保育園に通い始めてから半年以上たって、娘が自宅で「おまけのおまけのきしゃぽっぽ〜」と歌い始めるようになった。私の知らない歌。どうやら保育園で覚えてきた様子。でも普通の歌ではなく、園児同士が同じおもちゃのとりあいになった場合に、間を取り持つために先生が歌うらしい。歌の最後「おまけのおまけのきしゃぽっぽ!」まで歌うと、次の子におもちゃを貸さないといけないそう。
半年以上たってから、初めて知ったこと。
一人っ子で自宅ではすべてが自分のもの。自分が夢中になっているものを、うばいに来る相手はいない。娘は納得いかなかったのだろう。
なぜ保育園では、おもちゃを自分だけで使えないのか。
なぜ「おまけのおまけのきしゃぽっぽ」で、次の子に貸さなければいけないのか。先生や、自分以外の子どもは「おまけのおまけのきしゃぽっぽ」の使い方をを知っている。自分は知らない。なんだか疎外感。
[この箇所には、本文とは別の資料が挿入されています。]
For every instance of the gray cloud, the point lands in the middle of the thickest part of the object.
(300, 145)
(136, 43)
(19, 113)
黙っていた半年間、娘は自分の中で葛藤していたのだと思う。
いやだ。腹が立つ。おもしろくない。
…でも、ちょっと気になる。
連絡帳に、「年下の子におもちゃをとられて怒りましたが、『しょうがないなあ』と言って気持ちをすぐに切り替えられるようになりました。」と書かれて2週間後、自宅で「おまけのおまけのきしゃぽっぽ」と歌い始めるようになった。
「その歌、なあに?」と私が聞くと、娘はにやっと笑って「『おまけのおまけのきしゃっぽっぽ』でね、貸してあげるの!」と。
この子は一歩踏み出したんだと気づいた。
そんな時期に読んだ『たんぽぽはたんぽぽ』。
今の私の心にすっと入ってきた。
私には、ある集団内でルールとされているものに、新参者が参加していく話に思えた。
「たろうはたろう」…『きみの得意技を見せてよ!』
に、恥ずかしがりながらも応じた太郎くん。
腹立ちながらも、おもちゃをお友達に貸した娘が重なる。
さらに「すずめはすずめ」とリレーした。
今では娘も、新しいお友達の前で「おまけのおまけのきしゃぽっぽ!」と歌い、得意げにおもちゃを貸すのだろう。
抵抗を乗り越え、集団のやりかたに従ってみる。
それは仲間になりたいという、気持ちの表れ。
家庭以外で、娘が自ら作った、自分の居場所。
この春、娘は保育園を出て、幼稚園に行く。
「たろうはたろう」「おまけのおまけのきしゃぽっぽ」
幼稚園では、どんなルールを覚えてくるのだろう。
私は思いを巡らせるだけ。
娘には娘の世界が広がっている。